So how is this relevant in other cases. Well it seems to me that because the statute of limitations can not be relied upon if the plaintiff did not know about the negligent act until later it would imply in the case of mis selling, or other wrong doing by banks etc, that when it comes to one's attention, which would be long after the original 6 years were up that if it only came to one's attention then, the bank could not rely on the statute of limitations as a defense. Not sure but I guess what it means is that the 6 years only begins when it comes to one's attention.

Therefore anyone going to the Ombusman if he says you've no case because of the statute of limitations, well you can quote him a High Court judgement which quite clearly is now the law, the definitive decision on the applicaiton of the statute of limitations and the ombudsman, where you can prove that you only knew of the problem/issue recently rather than more than 6 years ago, well Ombudsman will have to ignore the 6 year rule. 
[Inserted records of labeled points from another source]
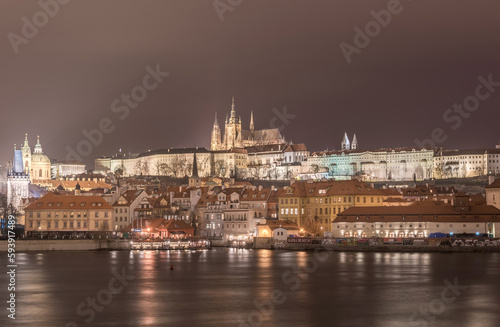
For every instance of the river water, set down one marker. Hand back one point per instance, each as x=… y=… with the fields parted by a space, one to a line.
x=234 y=287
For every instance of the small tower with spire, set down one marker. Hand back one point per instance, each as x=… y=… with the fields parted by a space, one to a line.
x=345 y=144
x=38 y=146
x=26 y=150
x=194 y=180
x=215 y=143
x=232 y=130
x=252 y=128
x=354 y=145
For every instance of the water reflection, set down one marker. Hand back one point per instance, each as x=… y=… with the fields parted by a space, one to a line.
x=222 y=286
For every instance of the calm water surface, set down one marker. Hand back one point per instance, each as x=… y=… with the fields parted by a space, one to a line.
x=229 y=287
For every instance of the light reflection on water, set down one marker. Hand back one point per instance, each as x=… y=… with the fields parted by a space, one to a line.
x=221 y=286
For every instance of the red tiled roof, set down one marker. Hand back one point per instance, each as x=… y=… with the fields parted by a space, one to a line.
x=328 y=188
x=51 y=201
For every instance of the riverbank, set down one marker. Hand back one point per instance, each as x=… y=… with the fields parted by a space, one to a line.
x=66 y=245
x=93 y=245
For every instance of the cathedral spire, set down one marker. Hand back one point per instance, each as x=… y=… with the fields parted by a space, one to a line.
x=232 y=118
x=251 y=121
x=216 y=123
x=354 y=145
x=345 y=144
x=38 y=146
x=195 y=166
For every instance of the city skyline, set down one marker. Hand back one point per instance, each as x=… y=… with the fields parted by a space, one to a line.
x=72 y=87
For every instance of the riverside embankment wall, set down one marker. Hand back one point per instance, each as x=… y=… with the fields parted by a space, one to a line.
x=65 y=245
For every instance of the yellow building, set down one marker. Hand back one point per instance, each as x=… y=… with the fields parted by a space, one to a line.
x=322 y=201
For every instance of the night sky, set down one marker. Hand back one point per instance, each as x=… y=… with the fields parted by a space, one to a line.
x=267 y=54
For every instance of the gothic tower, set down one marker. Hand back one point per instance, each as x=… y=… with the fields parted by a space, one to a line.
x=345 y=144
x=354 y=145
x=18 y=180
x=232 y=130
x=215 y=143
x=26 y=150
x=252 y=128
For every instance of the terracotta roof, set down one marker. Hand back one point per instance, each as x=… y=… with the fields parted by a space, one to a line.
x=414 y=212
x=280 y=223
x=396 y=149
x=159 y=224
x=495 y=184
x=51 y=201
x=295 y=147
x=255 y=195
x=173 y=151
x=83 y=184
x=129 y=196
x=328 y=188
x=205 y=198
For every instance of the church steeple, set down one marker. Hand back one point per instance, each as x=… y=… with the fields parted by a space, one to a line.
x=354 y=145
x=38 y=146
x=345 y=144
x=195 y=166
x=215 y=143
x=251 y=122
x=194 y=180
x=232 y=118
x=216 y=123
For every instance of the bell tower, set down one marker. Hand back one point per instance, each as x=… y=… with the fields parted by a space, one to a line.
x=26 y=151
x=215 y=143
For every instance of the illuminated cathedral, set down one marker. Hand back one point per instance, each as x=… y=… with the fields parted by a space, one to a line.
x=236 y=137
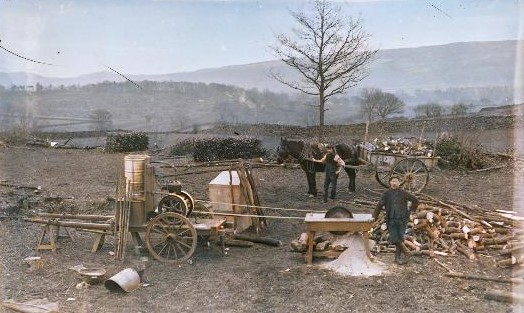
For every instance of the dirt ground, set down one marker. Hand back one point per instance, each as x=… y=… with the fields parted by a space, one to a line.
x=261 y=278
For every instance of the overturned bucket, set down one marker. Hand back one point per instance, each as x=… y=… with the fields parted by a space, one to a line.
x=126 y=280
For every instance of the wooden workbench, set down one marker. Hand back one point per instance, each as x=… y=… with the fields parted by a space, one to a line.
x=317 y=222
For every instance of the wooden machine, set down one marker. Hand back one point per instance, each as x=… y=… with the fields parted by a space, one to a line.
x=170 y=231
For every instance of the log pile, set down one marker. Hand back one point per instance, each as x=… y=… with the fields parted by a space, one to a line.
x=448 y=228
x=402 y=146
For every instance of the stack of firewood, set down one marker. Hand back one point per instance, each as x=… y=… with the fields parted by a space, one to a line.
x=402 y=146
x=446 y=228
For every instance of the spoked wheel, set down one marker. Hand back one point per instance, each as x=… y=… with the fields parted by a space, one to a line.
x=173 y=203
x=413 y=173
x=190 y=202
x=171 y=238
x=201 y=211
x=382 y=174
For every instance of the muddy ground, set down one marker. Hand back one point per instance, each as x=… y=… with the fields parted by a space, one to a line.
x=261 y=278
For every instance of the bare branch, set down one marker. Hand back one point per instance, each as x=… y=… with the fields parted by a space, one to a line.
x=329 y=53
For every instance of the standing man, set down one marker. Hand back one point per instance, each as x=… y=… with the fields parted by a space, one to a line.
x=395 y=202
x=333 y=166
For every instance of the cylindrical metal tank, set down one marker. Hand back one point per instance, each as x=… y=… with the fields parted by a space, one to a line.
x=134 y=172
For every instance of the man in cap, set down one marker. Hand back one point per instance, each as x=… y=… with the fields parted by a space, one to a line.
x=395 y=202
x=333 y=166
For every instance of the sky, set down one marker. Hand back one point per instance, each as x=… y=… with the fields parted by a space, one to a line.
x=70 y=38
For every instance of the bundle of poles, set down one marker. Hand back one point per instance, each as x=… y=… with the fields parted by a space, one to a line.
x=448 y=228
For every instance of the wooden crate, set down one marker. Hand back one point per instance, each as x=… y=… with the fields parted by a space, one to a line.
x=225 y=196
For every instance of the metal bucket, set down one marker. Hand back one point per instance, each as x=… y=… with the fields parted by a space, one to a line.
x=126 y=280
x=134 y=172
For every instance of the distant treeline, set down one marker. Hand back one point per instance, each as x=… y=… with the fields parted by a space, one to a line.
x=167 y=106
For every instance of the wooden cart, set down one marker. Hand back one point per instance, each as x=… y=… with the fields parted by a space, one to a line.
x=170 y=230
x=413 y=170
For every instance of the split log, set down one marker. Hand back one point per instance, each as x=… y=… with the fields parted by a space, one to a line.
x=503 y=296
x=423 y=252
x=512 y=251
x=264 y=240
x=495 y=279
x=495 y=241
x=237 y=243
x=451 y=230
x=411 y=245
x=432 y=233
x=459 y=236
x=510 y=262
x=465 y=250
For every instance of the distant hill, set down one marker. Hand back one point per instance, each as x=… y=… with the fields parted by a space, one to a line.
x=464 y=64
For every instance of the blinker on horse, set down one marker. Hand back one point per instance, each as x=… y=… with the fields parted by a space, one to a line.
x=304 y=152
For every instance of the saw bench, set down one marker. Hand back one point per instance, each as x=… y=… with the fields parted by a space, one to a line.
x=317 y=222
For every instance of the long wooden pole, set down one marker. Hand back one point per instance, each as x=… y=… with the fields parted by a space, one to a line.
x=76 y=216
x=70 y=224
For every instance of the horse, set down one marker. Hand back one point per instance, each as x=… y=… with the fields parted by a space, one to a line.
x=304 y=152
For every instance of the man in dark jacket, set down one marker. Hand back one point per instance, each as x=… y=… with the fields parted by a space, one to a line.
x=333 y=166
x=395 y=202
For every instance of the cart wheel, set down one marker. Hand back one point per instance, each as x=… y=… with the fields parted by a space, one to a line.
x=171 y=238
x=189 y=201
x=382 y=174
x=201 y=211
x=413 y=174
x=173 y=203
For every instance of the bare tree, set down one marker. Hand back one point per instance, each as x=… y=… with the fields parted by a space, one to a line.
x=459 y=109
x=389 y=105
x=102 y=120
x=328 y=51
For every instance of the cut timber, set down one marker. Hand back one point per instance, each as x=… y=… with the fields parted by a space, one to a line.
x=503 y=296
x=495 y=279
x=264 y=240
x=466 y=251
x=236 y=243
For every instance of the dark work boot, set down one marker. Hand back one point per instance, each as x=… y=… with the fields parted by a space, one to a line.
x=397 y=253
x=402 y=258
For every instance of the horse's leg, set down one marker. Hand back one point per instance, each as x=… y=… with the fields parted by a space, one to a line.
x=352 y=174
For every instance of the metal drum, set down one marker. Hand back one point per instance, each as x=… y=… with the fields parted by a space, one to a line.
x=134 y=172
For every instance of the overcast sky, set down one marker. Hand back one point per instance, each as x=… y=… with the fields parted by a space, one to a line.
x=156 y=37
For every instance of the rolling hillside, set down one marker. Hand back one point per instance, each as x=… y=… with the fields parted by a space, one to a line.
x=467 y=64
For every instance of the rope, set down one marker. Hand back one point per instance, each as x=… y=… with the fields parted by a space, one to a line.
x=264 y=207
x=250 y=215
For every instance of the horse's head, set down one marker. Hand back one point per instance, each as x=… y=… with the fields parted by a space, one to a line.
x=282 y=150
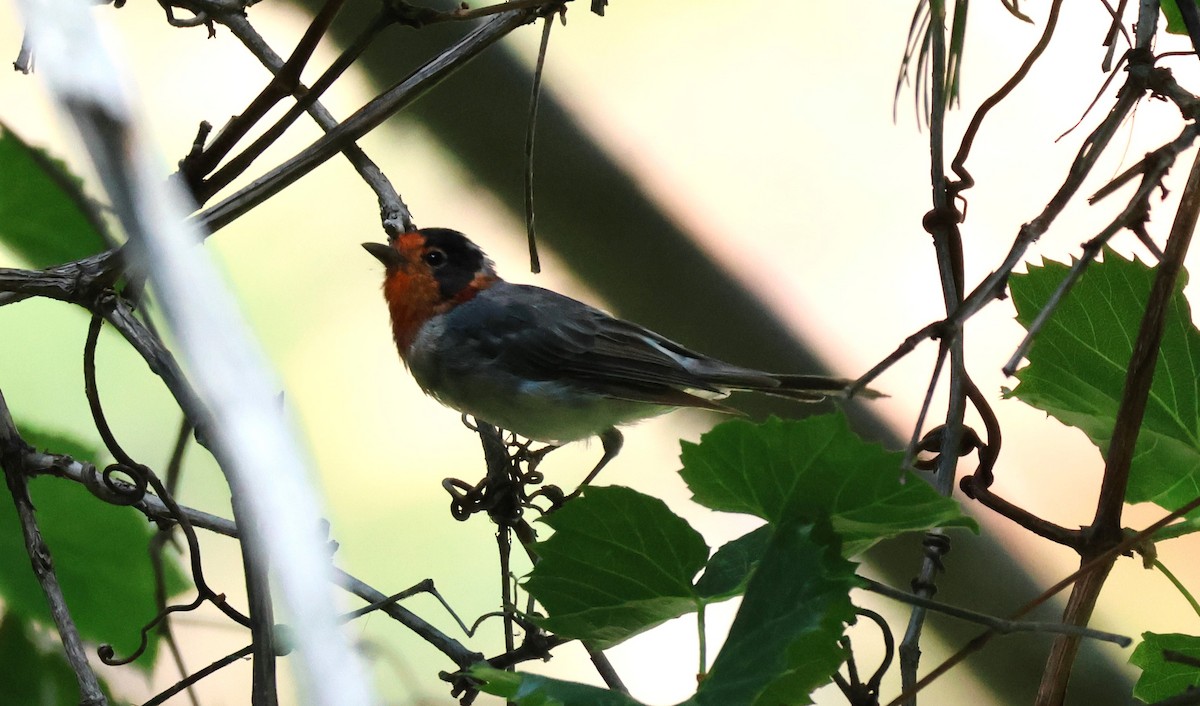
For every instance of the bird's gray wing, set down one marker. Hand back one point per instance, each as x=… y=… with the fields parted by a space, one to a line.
x=541 y=335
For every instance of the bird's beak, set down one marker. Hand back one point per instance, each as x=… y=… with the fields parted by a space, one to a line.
x=384 y=253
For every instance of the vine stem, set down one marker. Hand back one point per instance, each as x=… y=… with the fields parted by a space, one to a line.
x=12 y=449
x=1105 y=527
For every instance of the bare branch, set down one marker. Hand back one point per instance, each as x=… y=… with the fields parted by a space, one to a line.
x=12 y=458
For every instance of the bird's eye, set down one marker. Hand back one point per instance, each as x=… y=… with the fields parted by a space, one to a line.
x=435 y=258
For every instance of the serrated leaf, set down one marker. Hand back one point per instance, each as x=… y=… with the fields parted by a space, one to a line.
x=42 y=214
x=1159 y=677
x=99 y=554
x=730 y=568
x=531 y=689
x=1174 y=18
x=809 y=468
x=784 y=641
x=619 y=562
x=31 y=675
x=1077 y=369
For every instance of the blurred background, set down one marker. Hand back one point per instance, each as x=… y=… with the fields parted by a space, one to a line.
x=732 y=175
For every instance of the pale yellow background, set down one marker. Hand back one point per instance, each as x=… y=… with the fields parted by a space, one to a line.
x=767 y=129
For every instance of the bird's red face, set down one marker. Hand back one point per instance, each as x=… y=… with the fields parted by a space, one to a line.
x=429 y=273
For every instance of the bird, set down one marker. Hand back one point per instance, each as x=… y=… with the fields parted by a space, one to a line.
x=540 y=364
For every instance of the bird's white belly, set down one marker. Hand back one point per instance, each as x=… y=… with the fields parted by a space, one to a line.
x=541 y=411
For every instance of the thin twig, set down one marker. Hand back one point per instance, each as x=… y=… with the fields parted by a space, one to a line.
x=981 y=640
x=531 y=132
x=1000 y=626
x=1105 y=527
x=12 y=456
x=363 y=121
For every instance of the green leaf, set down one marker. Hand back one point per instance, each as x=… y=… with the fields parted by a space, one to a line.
x=45 y=217
x=1174 y=19
x=99 y=554
x=619 y=562
x=33 y=675
x=1077 y=369
x=784 y=641
x=804 y=470
x=1161 y=678
x=730 y=569
x=531 y=689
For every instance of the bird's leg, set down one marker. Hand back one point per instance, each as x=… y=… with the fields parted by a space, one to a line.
x=611 y=440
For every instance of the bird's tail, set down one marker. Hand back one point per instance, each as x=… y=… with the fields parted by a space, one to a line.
x=814 y=388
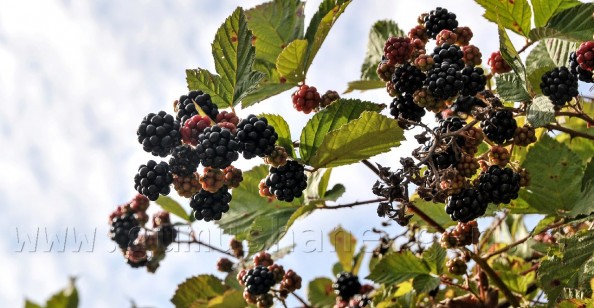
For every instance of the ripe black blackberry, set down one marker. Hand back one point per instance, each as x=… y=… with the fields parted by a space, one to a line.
x=439 y=19
x=346 y=285
x=153 y=179
x=124 y=229
x=474 y=80
x=159 y=133
x=186 y=109
x=500 y=185
x=500 y=126
x=258 y=280
x=405 y=107
x=468 y=205
x=444 y=81
x=287 y=182
x=210 y=206
x=255 y=137
x=407 y=78
x=184 y=160
x=217 y=147
x=559 y=85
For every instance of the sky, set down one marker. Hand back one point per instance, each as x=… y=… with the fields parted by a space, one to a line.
x=76 y=78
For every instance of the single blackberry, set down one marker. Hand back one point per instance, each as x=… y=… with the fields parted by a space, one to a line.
x=158 y=133
x=500 y=185
x=217 y=147
x=124 y=230
x=407 y=78
x=474 y=80
x=184 y=160
x=448 y=53
x=559 y=85
x=500 y=126
x=258 y=280
x=153 y=179
x=580 y=73
x=255 y=137
x=185 y=106
x=468 y=205
x=406 y=108
x=210 y=206
x=439 y=19
x=444 y=81
x=346 y=285
x=287 y=182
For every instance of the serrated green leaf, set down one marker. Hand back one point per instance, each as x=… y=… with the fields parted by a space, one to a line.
x=330 y=119
x=359 y=139
x=344 y=244
x=173 y=207
x=379 y=33
x=197 y=290
x=282 y=129
x=320 y=292
x=398 y=267
x=514 y=15
x=574 y=24
x=541 y=111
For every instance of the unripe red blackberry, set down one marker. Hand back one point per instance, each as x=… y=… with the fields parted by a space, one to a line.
x=398 y=50
x=306 y=99
x=497 y=64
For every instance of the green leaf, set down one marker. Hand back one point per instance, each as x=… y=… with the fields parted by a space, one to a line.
x=173 y=207
x=197 y=290
x=365 y=137
x=379 y=33
x=514 y=15
x=344 y=244
x=574 y=24
x=336 y=115
x=545 y=9
x=541 y=112
x=282 y=129
x=398 y=267
x=573 y=267
x=320 y=292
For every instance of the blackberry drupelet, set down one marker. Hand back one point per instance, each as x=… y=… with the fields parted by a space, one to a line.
x=559 y=85
x=217 y=147
x=500 y=185
x=255 y=137
x=158 y=133
x=346 y=285
x=287 y=182
x=468 y=205
x=210 y=206
x=153 y=179
x=500 y=126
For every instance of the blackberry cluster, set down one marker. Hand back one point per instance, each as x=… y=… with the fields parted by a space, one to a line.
x=255 y=137
x=346 y=285
x=405 y=107
x=210 y=206
x=186 y=109
x=258 y=280
x=217 y=147
x=153 y=179
x=500 y=185
x=124 y=229
x=559 y=85
x=500 y=126
x=468 y=205
x=439 y=19
x=158 y=133
x=287 y=182
x=184 y=160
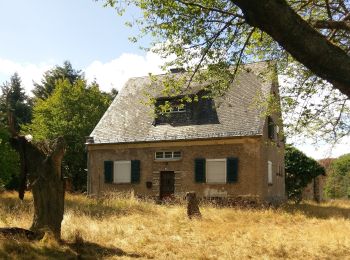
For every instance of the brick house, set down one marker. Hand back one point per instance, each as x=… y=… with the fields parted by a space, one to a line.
x=218 y=147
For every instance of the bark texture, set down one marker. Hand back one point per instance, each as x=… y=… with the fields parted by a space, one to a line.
x=192 y=205
x=303 y=42
x=41 y=164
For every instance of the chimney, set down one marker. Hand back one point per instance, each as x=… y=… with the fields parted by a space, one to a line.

In fact if what I've stated above is correct, the ombudsman should reopen many cases, including my own mis selling case. I had a judgment/decision/ruling from the Ombudsman's office that disallowed my claim because of the 6 year rule. That decision was this year. I'm wondering now what I can do, on radio the Ombudsman did state that poster on her Padkiss could go back to him with any case where he, Padkiss thought the Ombudsman was not being consistent. I wonder can I get my case relooked at.

I'd be very interested in any legal opinions on whether my understanding of Section 61 of this court case is correct. It could have a momentous effect on many things, and is absulutely a good day for consumers and the little people in general. Me being one of them. 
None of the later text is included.